All focal students described good writers revise everything as a practice they wanted to appropriate for future academic writing. They also could name both terms of access and ideologies that they would appropriate, though for most students there were some differences in the skills they planned to appropriate and what Mr. Royal had sponsored. Students imagined their future revision processes as modifications of what Mr. Royal had taught, more like checklists of what to look for in each sentence rather than actual charting and revising of every sentence. Students’ strong affective reactions to the practice coupled with statements of the value they found in it suggested that in accepting the ideologies of good writers revise everything, they were adding to it the economy of growing in social and emotional maturity. If they could show the maturity necessary for a discipline like revision, they could position themselves well for academic writing success.
The potential identity implications of Mr. Royal’s sponsorship and students’ appropriations of practices took multiple forms. One form was the new practices students created out of Mr. Royal’s instruction. The focal students saw themselves improving as writers, managing difficult writing tasks so that writing seemed easier, slowing down enough to think through their writing, and possibly writing outside of school for their own purposes. Lily was the student who most clearly articulated a future identity for herself that included a specific practice she learned under Mr. Royal’s sponsorship. In order to become a lawyer, she wanted to develop her abilities with argument writing, and specifically the claim, evidence, and reasoning formula. Olivia saw her future identity as a college student as being partially dependent on
writing, specifically her ability to publish some of her writing before she applied to a college. However, Mr. Royal’s sponsorship did not address publishing, and so her articulation of that goal must have grown out of ideologies she encountered elsewhere.
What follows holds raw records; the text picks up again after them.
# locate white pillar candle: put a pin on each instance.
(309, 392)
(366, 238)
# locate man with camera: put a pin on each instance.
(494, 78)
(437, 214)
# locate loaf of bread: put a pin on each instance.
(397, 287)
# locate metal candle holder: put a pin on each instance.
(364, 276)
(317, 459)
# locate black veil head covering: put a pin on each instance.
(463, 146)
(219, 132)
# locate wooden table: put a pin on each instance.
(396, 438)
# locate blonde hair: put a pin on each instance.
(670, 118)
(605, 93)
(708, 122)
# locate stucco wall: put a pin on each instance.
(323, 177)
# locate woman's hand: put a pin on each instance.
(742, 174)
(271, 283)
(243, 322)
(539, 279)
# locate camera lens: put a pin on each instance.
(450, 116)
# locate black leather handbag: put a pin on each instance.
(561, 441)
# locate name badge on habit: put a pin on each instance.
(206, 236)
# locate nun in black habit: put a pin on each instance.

Students’ academic identities may have had some influence on their writing identities as well. I said that Blake, Olivia, and Lily were on Troy’s highest honors list. Hazel and Joel were not. Though Mr. Royal did not indicate that he graded students any differently based on his perception of their general academic abilities, he did specifically single out Hazel and Joel for praise for their accomplishments in memoir writing despite acknowledging that the technical aspects of the writing were not on par with their peers. Hazel had overcome a writing aversion in Mr. Royal’s class and seemed to feel equipped to achieve more academic success as a result. Joel’s modus operandi, in both his and Mr. Royal’s formulation, was hard work. Joel had little to say about his potential academic successes but did see for himself professional uses for writing. As “honors” students, Blake, Olivia, and Lily each saw themselves as clearly bound for college. Interestingly, Blake and Olivia did not particularly seem to like the kinds of writing most valued in post-secondary academic economies: argument writing. However, perhaps their status as generally academically successful, and their abilities with producing writing in the manner requested of them by school even without personal commitment to that kind of writing, shielded them from intervention meant to increase their “buy in” to that practice.